IMCA provides lessons learned from an incident in which, during pipelay activities onboard a vessel, a welding fume extraction hood (which weighed 215kg) fell onto a work station below.
The incident
A crew member working in the welding station was struck from behind by the extraction hood causing them to fall to the ground. If the person had been struck in a different manner by the extraction hood, this could have resulted in a fatal injury.
What went wrong
- The fume extraction hood was an in-house modification, and the drawings were not in accordance with existing company procedures;
- The intended design consisted of the following:
- Primary Securing Method: A plate connecting the hood to the beam. The plate is secured to the hood via 6x M10 bolts and the plate secured to the beam by welding.

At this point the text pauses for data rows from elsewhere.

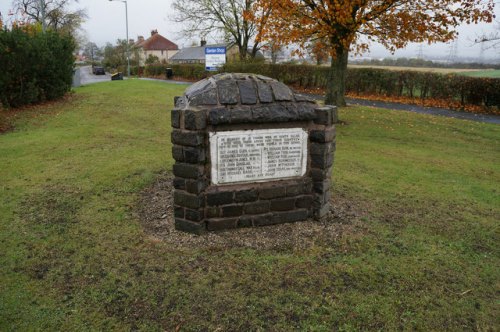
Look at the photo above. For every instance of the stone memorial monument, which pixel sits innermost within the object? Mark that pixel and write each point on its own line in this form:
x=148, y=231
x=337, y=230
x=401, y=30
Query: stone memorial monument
x=249, y=152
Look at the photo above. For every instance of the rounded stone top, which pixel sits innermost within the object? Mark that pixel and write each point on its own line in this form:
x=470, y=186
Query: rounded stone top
x=238, y=89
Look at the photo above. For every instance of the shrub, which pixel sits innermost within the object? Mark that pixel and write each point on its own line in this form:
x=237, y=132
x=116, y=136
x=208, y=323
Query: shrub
x=450, y=88
x=35, y=66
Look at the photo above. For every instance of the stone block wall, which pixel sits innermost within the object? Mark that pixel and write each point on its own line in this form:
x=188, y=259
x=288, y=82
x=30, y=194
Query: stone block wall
x=244, y=102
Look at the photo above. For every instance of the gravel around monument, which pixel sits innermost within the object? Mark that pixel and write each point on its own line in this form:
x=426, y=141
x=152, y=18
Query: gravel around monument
x=155, y=208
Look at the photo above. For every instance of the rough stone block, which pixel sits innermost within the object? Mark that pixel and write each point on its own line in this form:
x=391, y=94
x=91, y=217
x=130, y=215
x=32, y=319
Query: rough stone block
x=292, y=112
x=195, y=119
x=179, y=183
x=321, y=198
x=194, y=155
x=247, y=92
x=220, y=198
x=241, y=115
x=178, y=153
x=228, y=92
x=322, y=136
x=194, y=215
x=263, y=219
x=245, y=221
x=322, y=187
x=232, y=211
x=297, y=189
x=272, y=192
x=217, y=116
x=216, y=224
x=300, y=97
x=182, y=198
x=265, y=93
x=324, y=115
x=289, y=216
x=208, y=97
x=175, y=118
x=321, y=161
x=319, y=174
x=257, y=207
x=196, y=186
x=306, y=111
x=321, y=148
x=304, y=201
x=188, y=171
x=283, y=204
x=246, y=196
x=190, y=227
x=189, y=138
x=213, y=212
x=179, y=212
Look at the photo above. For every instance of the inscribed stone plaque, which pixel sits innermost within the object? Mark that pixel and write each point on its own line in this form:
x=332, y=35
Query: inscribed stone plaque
x=257, y=155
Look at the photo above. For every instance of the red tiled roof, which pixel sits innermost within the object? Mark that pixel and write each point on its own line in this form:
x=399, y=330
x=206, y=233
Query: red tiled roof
x=158, y=42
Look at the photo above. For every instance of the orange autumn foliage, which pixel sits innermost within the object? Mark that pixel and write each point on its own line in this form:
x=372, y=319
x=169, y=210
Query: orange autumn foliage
x=338, y=27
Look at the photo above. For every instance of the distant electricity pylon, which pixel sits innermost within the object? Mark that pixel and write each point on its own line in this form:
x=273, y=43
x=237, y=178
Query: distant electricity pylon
x=452, y=56
x=481, y=52
x=420, y=54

- Secondary Securing Method: One M20 bolt running through the beam and the hood.
- The hood was not installed as per the drawings (due to the design being misunderstood), which meant that it was secured ONLY by the secondary securing method – a single M20 bolt running through the beam and the hood;
- A dynamic load was placed upon the single fixing point which allowed the hood to rotate and flex, causing increased stress on the bolt, triggering this to crack and shear, resulting in the hood dropping;
- The hood had not been added to the vessel DROPS register and so had not been included in the annual DROPS surveys, nor inspected, since installation.
Actions taken and lessons learned
- Ensure that in-house modifications are always conducted in accordance with local regulatory requirements, existing company procedures, and that a Management of Change process is followed if modifications are made;
- Have a through inspection of the vessel or worksite looking for potential dropped objects and plan to remove them where applicable;
- Look particularly for any unidentified modifications and ensure DROPS registers are updated as required.